I am a person who usually cannot say goodbye to people. I feel too much, I miss too much, I love too much, I believe, deep down, that I have the unspoken power to crush someone with all this emotion, like I am a giant child, grabbing tight and holding long, I can't feel someone beneath me push away until they are gone.
I don't know where I got this from. It takes a long time for someone to get my affection, but when they have it, they pretty much have it forever.

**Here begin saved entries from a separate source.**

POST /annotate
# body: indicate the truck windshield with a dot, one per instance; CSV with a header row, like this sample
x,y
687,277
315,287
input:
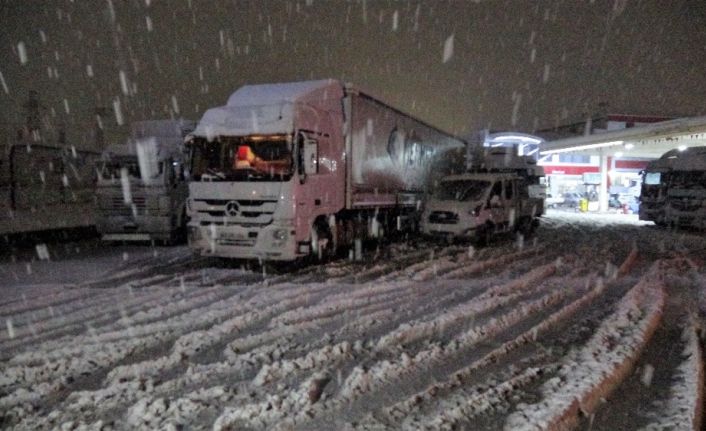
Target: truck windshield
x,y
111,169
247,158
688,179
462,190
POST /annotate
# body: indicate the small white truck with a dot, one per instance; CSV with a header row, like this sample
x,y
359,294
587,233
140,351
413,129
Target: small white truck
x,y
500,194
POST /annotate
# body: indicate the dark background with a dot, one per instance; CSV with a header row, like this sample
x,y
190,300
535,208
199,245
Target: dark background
x,y
515,64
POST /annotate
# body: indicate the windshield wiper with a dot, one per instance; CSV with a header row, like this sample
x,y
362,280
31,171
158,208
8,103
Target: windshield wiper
x,y
212,174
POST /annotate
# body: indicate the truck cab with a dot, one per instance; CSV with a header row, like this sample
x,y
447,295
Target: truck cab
x,y
142,185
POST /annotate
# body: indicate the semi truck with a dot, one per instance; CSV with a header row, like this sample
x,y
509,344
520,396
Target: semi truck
x,y
142,185
46,186
501,192
673,189
289,170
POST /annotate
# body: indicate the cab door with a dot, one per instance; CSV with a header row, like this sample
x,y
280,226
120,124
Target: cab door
x,y
510,208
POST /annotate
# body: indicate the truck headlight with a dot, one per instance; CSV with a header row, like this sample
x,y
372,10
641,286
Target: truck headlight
x,y
280,234
194,234
164,204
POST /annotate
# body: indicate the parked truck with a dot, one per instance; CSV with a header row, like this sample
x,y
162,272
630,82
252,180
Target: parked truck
x,y
142,187
674,189
46,186
289,170
501,192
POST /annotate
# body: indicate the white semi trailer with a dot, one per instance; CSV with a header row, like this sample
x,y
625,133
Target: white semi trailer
x,y
287,170
142,186
674,189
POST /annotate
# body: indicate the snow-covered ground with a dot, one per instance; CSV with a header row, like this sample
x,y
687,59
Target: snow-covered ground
x,y
549,332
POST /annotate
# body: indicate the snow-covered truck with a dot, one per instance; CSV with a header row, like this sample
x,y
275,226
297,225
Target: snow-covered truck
x,y
142,187
500,193
674,189
287,170
46,186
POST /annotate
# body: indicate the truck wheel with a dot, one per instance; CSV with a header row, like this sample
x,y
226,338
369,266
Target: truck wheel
x,y
483,234
526,226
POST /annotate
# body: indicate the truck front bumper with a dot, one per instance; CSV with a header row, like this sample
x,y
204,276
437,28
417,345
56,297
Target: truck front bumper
x,y
141,228
457,230
271,242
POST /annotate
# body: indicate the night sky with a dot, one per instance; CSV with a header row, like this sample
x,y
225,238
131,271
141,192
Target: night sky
x,y
460,65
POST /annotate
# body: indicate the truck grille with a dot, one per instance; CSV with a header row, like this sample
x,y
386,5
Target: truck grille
x,y
686,204
246,212
443,217
117,206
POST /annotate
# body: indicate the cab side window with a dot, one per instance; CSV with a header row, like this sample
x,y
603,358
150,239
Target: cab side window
x,y
509,189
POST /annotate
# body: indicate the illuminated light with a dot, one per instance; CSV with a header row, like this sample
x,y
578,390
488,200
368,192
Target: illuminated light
x,y
583,147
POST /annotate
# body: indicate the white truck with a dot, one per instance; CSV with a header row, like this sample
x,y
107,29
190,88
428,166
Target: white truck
x,y
142,187
500,193
674,189
287,170
46,186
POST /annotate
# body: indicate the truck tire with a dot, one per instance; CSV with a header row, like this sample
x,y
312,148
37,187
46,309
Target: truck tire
x,y
321,241
483,234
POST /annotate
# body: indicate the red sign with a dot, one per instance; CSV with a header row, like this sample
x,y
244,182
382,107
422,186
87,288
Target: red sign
x,y
568,170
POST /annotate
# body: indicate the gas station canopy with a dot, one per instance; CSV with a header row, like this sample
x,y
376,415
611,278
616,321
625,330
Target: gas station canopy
x,y
646,141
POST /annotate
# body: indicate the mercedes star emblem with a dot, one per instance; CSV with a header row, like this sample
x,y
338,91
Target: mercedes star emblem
x,y
232,208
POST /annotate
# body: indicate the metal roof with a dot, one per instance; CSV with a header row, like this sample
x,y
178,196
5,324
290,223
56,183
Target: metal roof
x,y
648,141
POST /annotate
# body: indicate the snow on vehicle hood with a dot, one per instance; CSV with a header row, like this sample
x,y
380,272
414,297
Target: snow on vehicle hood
x,y
246,120
266,108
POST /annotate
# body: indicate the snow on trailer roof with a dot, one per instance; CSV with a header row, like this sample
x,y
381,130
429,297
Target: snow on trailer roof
x,y
166,135
264,108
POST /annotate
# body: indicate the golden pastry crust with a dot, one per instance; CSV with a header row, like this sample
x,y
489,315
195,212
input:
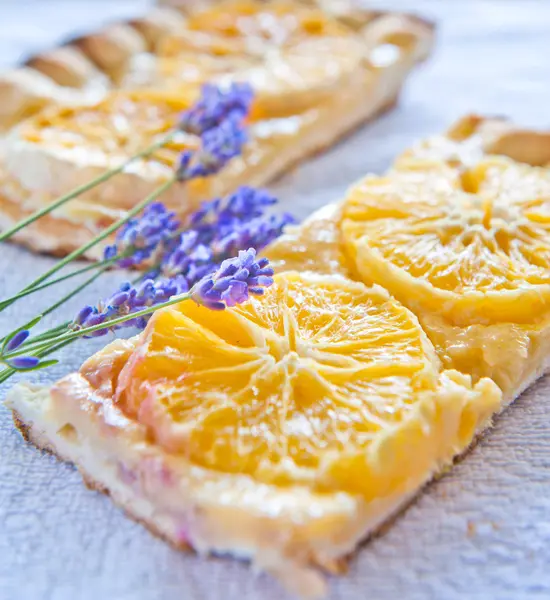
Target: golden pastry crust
x,y
157,24
69,67
287,529
113,48
316,103
272,149
126,54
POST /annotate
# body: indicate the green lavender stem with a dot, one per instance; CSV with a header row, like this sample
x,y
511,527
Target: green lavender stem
x,y
104,263
98,238
33,349
84,188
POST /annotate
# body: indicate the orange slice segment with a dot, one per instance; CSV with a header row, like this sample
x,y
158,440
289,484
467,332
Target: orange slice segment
x,y
310,384
472,244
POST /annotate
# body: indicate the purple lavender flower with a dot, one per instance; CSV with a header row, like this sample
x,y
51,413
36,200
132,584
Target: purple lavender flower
x,y
17,340
219,145
140,238
257,233
127,300
216,105
22,363
234,281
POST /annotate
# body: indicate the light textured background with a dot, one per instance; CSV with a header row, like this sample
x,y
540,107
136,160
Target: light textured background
x,y
483,531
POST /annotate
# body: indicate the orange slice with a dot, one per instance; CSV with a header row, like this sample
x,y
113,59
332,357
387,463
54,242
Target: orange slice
x,y
322,382
471,244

I feel this way about my ex. I love him. I miss him. We are not right for one another, this is clear. But I feel so strongly about him, and he does about me (so he says). But we are who we are. People do not change, not really. We can't get to a new place. We've been officially broken up for nearly six months, but we are still going through it, all the time. It's the longest I've ever been semi-single, and I have enjoyed much of it and been undeniably broken for some of it. We are still texting, still calling, still say that we love one another, still make plans, still break plans, but we are not together, and we are with other people much, much more than we are ever with each other. This, friends, is brutal.
I can't do it any more, it's not me being single properly, it's not me moving forward. It's a new season, a new apartment, and unless he wants to try to fix things and does something remarkably different instead of continuing to prey upon the fact that he knows I love him deeply and simply dip his foot in when he wants to and takes it out when he wants to, I've got to say a real goodbye.
I just sent the email, it was three lines long. It said I loved him too much to keep doing this halfway, so please do not contact me any more. And it said bye. Now I'm going to clean my room and go be in a wedding and not care that I don't have a date.
I'm me, and that will have to be enough this time.